Стоят час, другой, третий. Двинулись, опять остановились.

— Ма-амо, кукурузы!..

Матери так же озлобленно, готовые перегрызть каждому горло, роются в телегах, переругиваются друг с другом; надергивают из повозки стеблей молодой кукурузы, мучительно долго жуют, с силой стискивают зубы, кровь сочится из десен; потом наклоняются к жадно открытому детскому ротику и всовывают теплым языком. Детишки хватают, пробуют проглотить, солома колет горло, задыхаются, кашляют, выплевывают, ревут.

— Не хо-очу! Не хо-очу!

Матери в остервенении колотят.

— Та якого же вам биса?

Дети, размазывая грязные слезы по лицу, давятся, глотают.

Кожух, сжав челюсти, рассматривает в бинокль из-за скалы позиции врага. Толпятся командиры, тоже глядя в бинокли; солдаты, сощурившись, рассматривают не хуже бинокля.

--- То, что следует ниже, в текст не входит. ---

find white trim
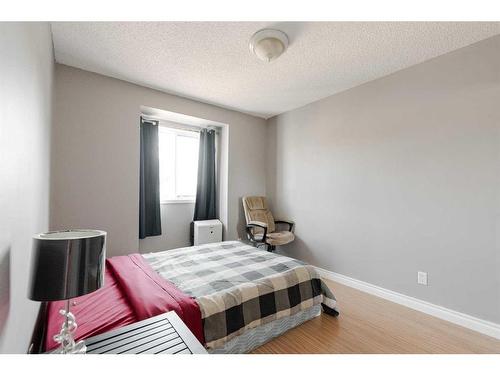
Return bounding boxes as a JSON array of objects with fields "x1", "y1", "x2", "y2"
[{"x1": 316, "y1": 267, "x2": 500, "y2": 339}]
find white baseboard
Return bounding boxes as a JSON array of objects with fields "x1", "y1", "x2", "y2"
[{"x1": 316, "y1": 267, "x2": 500, "y2": 339}]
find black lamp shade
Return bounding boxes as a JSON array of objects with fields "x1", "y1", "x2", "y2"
[{"x1": 28, "y1": 230, "x2": 106, "y2": 301}]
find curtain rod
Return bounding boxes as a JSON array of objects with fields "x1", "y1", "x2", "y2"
[{"x1": 141, "y1": 114, "x2": 219, "y2": 133}]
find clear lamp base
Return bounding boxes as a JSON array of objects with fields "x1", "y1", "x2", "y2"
[
  {"x1": 51, "y1": 341, "x2": 87, "y2": 354},
  {"x1": 52, "y1": 300, "x2": 87, "y2": 354}
]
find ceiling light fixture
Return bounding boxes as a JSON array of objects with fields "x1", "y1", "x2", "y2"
[{"x1": 250, "y1": 29, "x2": 288, "y2": 62}]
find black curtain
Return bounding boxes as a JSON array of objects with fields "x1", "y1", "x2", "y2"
[
  {"x1": 193, "y1": 129, "x2": 217, "y2": 221},
  {"x1": 139, "y1": 118, "x2": 161, "y2": 238}
]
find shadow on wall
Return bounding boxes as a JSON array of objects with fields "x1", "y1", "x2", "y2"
[
  {"x1": 276, "y1": 234, "x2": 317, "y2": 266},
  {"x1": 236, "y1": 197, "x2": 247, "y2": 240},
  {"x1": 0, "y1": 245, "x2": 10, "y2": 336}
]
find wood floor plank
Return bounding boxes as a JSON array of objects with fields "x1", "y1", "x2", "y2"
[{"x1": 253, "y1": 280, "x2": 500, "y2": 354}]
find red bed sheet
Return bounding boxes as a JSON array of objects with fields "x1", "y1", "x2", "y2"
[{"x1": 45, "y1": 254, "x2": 205, "y2": 350}]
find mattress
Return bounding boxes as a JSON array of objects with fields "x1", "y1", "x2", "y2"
[
  {"x1": 208, "y1": 305, "x2": 321, "y2": 354},
  {"x1": 45, "y1": 241, "x2": 337, "y2": 353}
]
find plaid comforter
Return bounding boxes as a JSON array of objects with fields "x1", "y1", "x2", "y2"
[{"x1": 143, "y1": 241, "x2": 337, "y2": 348}]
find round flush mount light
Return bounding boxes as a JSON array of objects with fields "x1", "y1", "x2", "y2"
[{"x1": 250, "y1": 29, "x2": 288, "y2": 62}]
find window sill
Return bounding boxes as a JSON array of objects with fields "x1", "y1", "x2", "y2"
[{"x1": 160, "y1": 199, "x2": 195, "y2": 205}]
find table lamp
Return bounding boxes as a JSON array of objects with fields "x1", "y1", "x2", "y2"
[{"x1": 29, "y1": 229, "x2": 106, "y2": 354}]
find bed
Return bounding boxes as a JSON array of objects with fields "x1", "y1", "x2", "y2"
[{"x1": 45, "y1": 241, "x2": 338, "y2": 353}]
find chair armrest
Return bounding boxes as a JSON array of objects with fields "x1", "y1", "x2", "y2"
[
  {"x1": 274, "y1": 219, "x2": 295, "y2": 232},
  {"x1": 247, "y1": 221, "x2": 267, "y2": 228},
  {"x1": 246, "y1": 221, "x2": 267, "y2": 243}
]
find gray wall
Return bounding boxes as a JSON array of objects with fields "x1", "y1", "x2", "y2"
[
  {"x1": 0, "y1": 23, "x2": 54, "y2": 353},
  {"x1": 50, "y1": 64, "x2": 266, "y2": 256},
  {"x1": 267, "y1": 36, "x2": 500, "y2": 323},
  {"x1": 139, "y1": 203, "x2": 194, "y2": 253}
]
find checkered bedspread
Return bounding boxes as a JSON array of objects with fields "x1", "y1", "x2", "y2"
[{"x1": 143, "y1": 241, "x2": 337, "y2": 348}]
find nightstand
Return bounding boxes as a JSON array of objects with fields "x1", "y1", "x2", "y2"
[{"x1": 85, "y1": 311, "x2": 207, "y2": 354}]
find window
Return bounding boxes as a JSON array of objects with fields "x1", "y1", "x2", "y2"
[{"x1": 158, "y1": 126, "x2": 200, "y2": 202}]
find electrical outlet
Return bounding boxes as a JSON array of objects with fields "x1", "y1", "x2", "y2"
[{"x1": 417, "y1": 271, "x2": 427, "y2": 285}]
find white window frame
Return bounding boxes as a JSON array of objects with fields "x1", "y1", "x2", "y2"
[{"x1": 158, "y1": 124, "x2": 200, "y2": 204}]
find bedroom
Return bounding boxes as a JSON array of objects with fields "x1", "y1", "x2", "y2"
[{"x1": 0, "y1": 0, "x2": 500, "y2": 374}]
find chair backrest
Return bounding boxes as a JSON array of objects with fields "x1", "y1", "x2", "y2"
[{"x1": 243, "y1": 197, "x2": 276, "y2": 233}]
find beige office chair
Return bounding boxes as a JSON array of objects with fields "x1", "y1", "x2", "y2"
[{"x1": 243, "y1": 197, "x2": 295, "y2": 251}]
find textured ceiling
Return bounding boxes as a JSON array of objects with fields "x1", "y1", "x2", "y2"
[{"x1": 52, "y1": 22, "x2": 500, "y2": 118}]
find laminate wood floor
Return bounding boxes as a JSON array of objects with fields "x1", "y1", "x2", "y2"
[{"x1": 253, "y1": 280, "x2": 500, "y2": 354}]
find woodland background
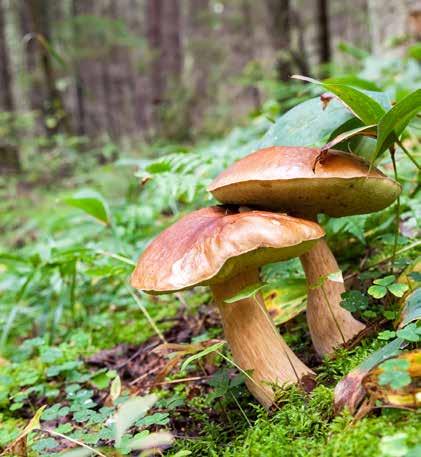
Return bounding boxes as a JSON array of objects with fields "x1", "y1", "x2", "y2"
[{"x1": 0, "y1": 0, "x2": 421, "y2": 162}]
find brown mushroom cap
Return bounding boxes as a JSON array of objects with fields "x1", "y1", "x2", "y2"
[
  {"x1": 131, "y1": 206, "x2": 324, "y2": 294},
  {"x1": 208, "y1": 147, "x2": 401, "y2": 217}
]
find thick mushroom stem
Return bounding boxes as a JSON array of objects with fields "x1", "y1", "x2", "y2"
[
  {"x1": 300, "y1": 240, "x2": 365, "y2": 356},
  {"x1": 211, "y1": 268, "x2": 314, "y2": 408}
]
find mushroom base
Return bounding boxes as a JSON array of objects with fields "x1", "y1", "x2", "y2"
[
  {"x1": 300, "y1": 240, "x2": 365, "y2": 356},
  {"x1": 211, "y1": 268, "x2": 314, "y2": 408}
]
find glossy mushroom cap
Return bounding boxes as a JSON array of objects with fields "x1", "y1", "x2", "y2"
[
  {"x1": 208, "y1": 147, "x2": 401, "y2": 217},
  {"x1": 131, "y1": 206, "x2": 324, "y2": 294}
]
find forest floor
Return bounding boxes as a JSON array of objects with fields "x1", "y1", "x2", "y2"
[{"x1": 0, "y1": 153, "x2": 421, "y2": 457}]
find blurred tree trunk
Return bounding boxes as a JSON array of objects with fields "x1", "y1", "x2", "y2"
[
  {"x1": 317, "y1": 0, "x2": 331, "y2": 64},
  {"x1": 145, "y1": 0, "x2": 163, "y2": 130},
  {"x1": 161, "y1": 0, "x2": 183, "y2": 85},
  {"x1": 126, "y1": 0, "x2": 150, "y2": 138},
  {"x1": 73, "y1": 0, "x2": 112, "y2": 137},
  {"x1": 72, "y1": 0, "x2": 87, "y2": 135},
  {"x1": 0, "y1": 0, "x2": 20, "y2": 173},
  {"x1": 241, "y1": 0, "x2": 261, "y2": 111},
  {"x1": 18, "y1": 0, "x2": 45, "y2": 116},
  {"x1": 27, "y1": 0, "x2": 71, "y2": 134},
  {"x1": 188, "y1": 0, "x2": 212, "y2": 120},
  {"x1": 368, "y1": 0, "x2": 414, "y2": 55},
  {"x1": 0, "y1": 0, "x2": 14, "y2": 111},
  {"x1": 265, "y1": 0, "x2": 291, "y2": 81}
]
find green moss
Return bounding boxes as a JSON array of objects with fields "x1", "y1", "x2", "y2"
[{"x1": 172, "y1": 386, "x2": 421, "y2": 457}]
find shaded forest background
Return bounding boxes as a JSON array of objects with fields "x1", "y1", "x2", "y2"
[{"x1": 0, "y1": 0, "x2": 421, "y2": 153}]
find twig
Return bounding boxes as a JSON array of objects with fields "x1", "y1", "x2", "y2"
[
  {"x1": 153, "y1": 375, "x2": 212, "y2": 386},
  {"x1": 41, "y1": 428, "x2": 107, "y2": 457}
]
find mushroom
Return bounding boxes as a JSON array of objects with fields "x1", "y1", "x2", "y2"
[
  {"x1": 131, "y1": 206, "x2": 324, "y2": 407},
  {"x1": 208, "y1": 147, "x2": 401, "y2": 355}
]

За поворотом ущелье раздалось. Сквозь его широкое горло засинели дальние горы. Громада лесов густо сползает на массив, загораживающий ущелье. Голова массива кремниста, а самый верх стоит отвесно четырехсаженным обрывом, — там окопы противника, и шестнадцать орудий жадно глядят на выбегающее из коридора шоссе. Когда колонна двинулась было из скалистых ворот, батарея и пулеметы засыпали, — места живого не осталось; солдаты отхлынули назад за скалы. Для Кожуха ясно — тут и птица не пролетит. Развернуться негде, один путь — шоссе, а там — смерть. Он смотрит на белеющий далеко внизу городок, на голубую бухту, на которой чернеют грузинские пароходы. Надо придумать что-то новое, — но что? Нужен какой-то иной подход, — но какой? И он становится на колени и начинает лазать по карте, разостланной на пыльном шоссе, изучая малейшие изгибы, все складки, все тропинки.